La nueva edificación que sustituiría a la ruina debía dar continuidad a la marisma, e integrarse dentro de ese mundo de oscilaciones y cambios constantes. Por otro lado, debía resistir a las inundaciones y a los vientos marinos, por lo que la construcción debía ser robusta y resistente. Artista y arquitecta encontrarán la solución en una no muy lejana arquitectura, que puede atisbarse desde la aldea y que ha sido fuente de inspiración de visionarios arquitectos como Archigram. Así, volcando la mirada hacia el mar, los fuertes marinos de la segunda guerra mundial se convierten en la principal referencia a estudiar. Estas construcciones eran pequeñas torres fortifificadas diseñadas por el ingeniero Guy Maunsell, de ahí que sean bautizadas con su nombre.
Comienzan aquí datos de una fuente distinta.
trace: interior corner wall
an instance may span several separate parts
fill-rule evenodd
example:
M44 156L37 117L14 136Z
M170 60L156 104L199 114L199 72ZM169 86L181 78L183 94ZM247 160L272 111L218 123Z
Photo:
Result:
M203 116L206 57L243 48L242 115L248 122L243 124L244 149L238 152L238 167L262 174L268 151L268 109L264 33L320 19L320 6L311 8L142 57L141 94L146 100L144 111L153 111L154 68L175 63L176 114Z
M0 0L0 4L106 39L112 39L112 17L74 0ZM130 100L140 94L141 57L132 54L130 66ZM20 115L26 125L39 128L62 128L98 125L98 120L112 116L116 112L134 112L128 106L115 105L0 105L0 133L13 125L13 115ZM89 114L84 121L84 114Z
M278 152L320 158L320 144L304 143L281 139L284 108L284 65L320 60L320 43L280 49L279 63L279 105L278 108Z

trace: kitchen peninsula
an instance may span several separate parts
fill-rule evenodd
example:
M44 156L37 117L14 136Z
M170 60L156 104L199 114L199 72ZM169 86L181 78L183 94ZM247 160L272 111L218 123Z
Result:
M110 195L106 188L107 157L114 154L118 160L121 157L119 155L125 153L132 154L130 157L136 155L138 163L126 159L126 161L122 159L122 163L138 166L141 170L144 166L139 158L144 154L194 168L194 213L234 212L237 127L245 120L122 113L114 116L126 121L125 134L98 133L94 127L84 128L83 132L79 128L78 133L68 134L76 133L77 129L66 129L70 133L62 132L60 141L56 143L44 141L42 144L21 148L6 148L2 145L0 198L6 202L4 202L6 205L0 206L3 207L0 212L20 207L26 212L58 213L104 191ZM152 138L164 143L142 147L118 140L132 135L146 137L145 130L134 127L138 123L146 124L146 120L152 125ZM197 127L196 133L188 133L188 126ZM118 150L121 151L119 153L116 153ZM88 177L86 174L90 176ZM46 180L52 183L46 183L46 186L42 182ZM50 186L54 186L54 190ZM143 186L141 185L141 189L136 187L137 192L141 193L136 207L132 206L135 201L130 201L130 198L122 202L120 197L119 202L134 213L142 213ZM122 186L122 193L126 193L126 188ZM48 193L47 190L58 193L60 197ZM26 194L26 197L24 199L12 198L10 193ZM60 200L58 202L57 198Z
Emplazadas en las desembocaduras del Támesis, fueron retiradas del servicio para el que fueron creadas (la defensa naval y aérea de Reino Unido) a finales de 1950 y se destinaron a otras funciones. Estas plataformas de acero suspendidas sobre grandes patas sembrarán el precedente de nuestro edificio que, sosteniéndose sobre un trípode de acero galvanizado terminado en una pintura resinosa, permite que la naturaleza recupere el suelo, al tiempo que permanece impasible ante las continuas inundaciones de la zona.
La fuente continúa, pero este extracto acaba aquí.